Esos etarras, enfermos y mayores no tienen derecho a exigir nada a la sociedad española porque nada les debemos
Nadie que tenga la más mínima sensibilidad podrá dejar de reconocer que no deja de ser un drama el hecho de tener más de setenta años o padecer una enfermedad real y estar recluido en un calabozo. En cualquier circunstancia, diferente a la que comentamos, la sociedad española siempre se ha manifestado sensible a ese tipo de situaciones. En el caso de los etarras, muchos de ellos condenados a penas que van más allá del centenar de años, todo el mundo sabe que esa barbaridad de tiempo es la consecuencia de las atrocidades cometidas por quienes fueron condenados por delitos horrendos.
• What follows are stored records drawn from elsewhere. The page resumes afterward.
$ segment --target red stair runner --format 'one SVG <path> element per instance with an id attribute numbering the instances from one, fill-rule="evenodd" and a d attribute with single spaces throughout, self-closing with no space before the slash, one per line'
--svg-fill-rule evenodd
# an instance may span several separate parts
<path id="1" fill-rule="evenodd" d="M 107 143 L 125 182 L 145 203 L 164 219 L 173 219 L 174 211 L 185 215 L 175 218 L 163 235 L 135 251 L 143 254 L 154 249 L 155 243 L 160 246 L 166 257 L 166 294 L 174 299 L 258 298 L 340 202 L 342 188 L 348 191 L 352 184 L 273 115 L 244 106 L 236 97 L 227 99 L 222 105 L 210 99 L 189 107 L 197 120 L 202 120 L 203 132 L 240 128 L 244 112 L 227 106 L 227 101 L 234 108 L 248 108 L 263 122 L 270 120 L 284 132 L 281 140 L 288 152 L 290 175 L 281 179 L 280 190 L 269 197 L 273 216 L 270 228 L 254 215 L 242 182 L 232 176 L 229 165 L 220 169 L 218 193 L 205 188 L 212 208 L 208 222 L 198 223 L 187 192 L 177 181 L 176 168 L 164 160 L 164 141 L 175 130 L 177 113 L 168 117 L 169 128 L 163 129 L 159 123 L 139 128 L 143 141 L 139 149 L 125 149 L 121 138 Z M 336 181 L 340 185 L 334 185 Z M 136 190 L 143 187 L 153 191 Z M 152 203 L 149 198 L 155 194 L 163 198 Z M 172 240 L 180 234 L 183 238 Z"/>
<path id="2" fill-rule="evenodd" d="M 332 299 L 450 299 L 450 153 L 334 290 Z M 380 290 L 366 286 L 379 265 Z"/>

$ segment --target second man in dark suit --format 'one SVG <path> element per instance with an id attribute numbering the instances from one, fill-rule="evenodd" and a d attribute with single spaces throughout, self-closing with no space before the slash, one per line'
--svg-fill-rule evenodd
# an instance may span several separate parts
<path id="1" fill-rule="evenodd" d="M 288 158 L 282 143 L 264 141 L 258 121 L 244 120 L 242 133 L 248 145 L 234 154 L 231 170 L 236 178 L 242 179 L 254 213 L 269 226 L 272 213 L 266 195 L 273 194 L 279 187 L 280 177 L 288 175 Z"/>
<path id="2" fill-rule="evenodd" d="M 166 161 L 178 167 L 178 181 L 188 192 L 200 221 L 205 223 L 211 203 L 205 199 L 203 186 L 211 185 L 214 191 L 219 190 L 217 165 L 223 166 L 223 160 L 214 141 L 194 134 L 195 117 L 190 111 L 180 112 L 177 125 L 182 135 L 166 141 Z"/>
Visto desde fuera, los presos terroristas que ahora piden clemencia han tenido una suerte en la vida de la que no pudieron disfrutar las víctimas que dejaron en el camino. No hace mucho tiempo tuve la oportunidad de saludar a la viuda y a la hija de un agente del Cuerpo Nacional de Policía, asesinado por ETA en Ordizia (Guipúzcoa) en 1983. Veintidós años tenía esa mujer y dos años su hija. Su marido no pudo cumplir más años de los que tenía cuando murió con poco más de 25. Alguno de sus asesinos puede ser que hoy esté enfermo o que tenga más de setenta años y permanezca en prisión por el crimen cometido. No me digan que no es tener suerte estar en esa situación, enfermo o cumpliendo años si la comparamos con la suerte desgraciada de un joven policía que se fue al País Vasco a ganarse la vida y a defender la libertad y que volvió a su tierra extremeña en un ataúd envuelto en la bandera de España.
Ahora, después de la infame y ridícula fotografía de la banda de delincuentes salidos de las cárceles por obra y gracia de la doctrina Parot, tratan de hurgar en nuestra sensibilidad para que nos olvidemos de la dureza de la Ley, nos apiademos de quienes enfermaron físicamente en la cárcel
Ya sabemos lo fastidioso y largo en el tiempo y en la distancia que debe ser para los familiares de esos presos recorrerse más de mil kilómetros para hacerles una visita y poder hablar con ellos, comentar las cosas de familia, preguntarse por la salud y por la vida e, incluso, mantener relaciones afectivas, fraternales o sexuales según las circunstancias y cuando lo permita el reglamento penitenciario. Pero… ¿qué es eso comparado con el tiempo, la fatiga y la pena que soportan una viuda y una hija huérfana en recorrer la distancia que va desde su casa hasta el cementerio de su pueblo, apenas a dos kilómetros de distancia, para ver el nicho donde descansan los restos de su padre y marido muerto por la insolencia, el odio y la locura de quienes han tenido la suerte de envejecer y de enfermar en las cárceles de la democracia.Escuchar o leer noticias como la comentada más arriba produce indignación y enojo. Esos etarras, enfermos y mayores no tienen derecho a exigir nada a la sociedad española porque nada les debemos. Sus cuitas, sus ganas de “volver a casa” para pasar su vejez o su enfermedad junto a sus familiares y amigos, sus demandas, deben ser enviadas a los dirigentes de la banda y a quienes les jaleaban y les daban los honores de héroes. Seguro que cuando les encargaban asesinar a alguien les hacían saber que si acaso su fechoría les conducía a la cárcel, que tranquilos, que al final todo se arreglaría cuando la banda decidiera dejar de matar. Ellos se lo creyeron y por eso casi nos exigen que cumplamos el pacto imaginario. Se equivocan de cabo a rabo. Nadie prometió nada; les encargaron matar y ahora no saben cómo cumplir lo que les prometieron. ¡Pídanle cuentas al maestro armero!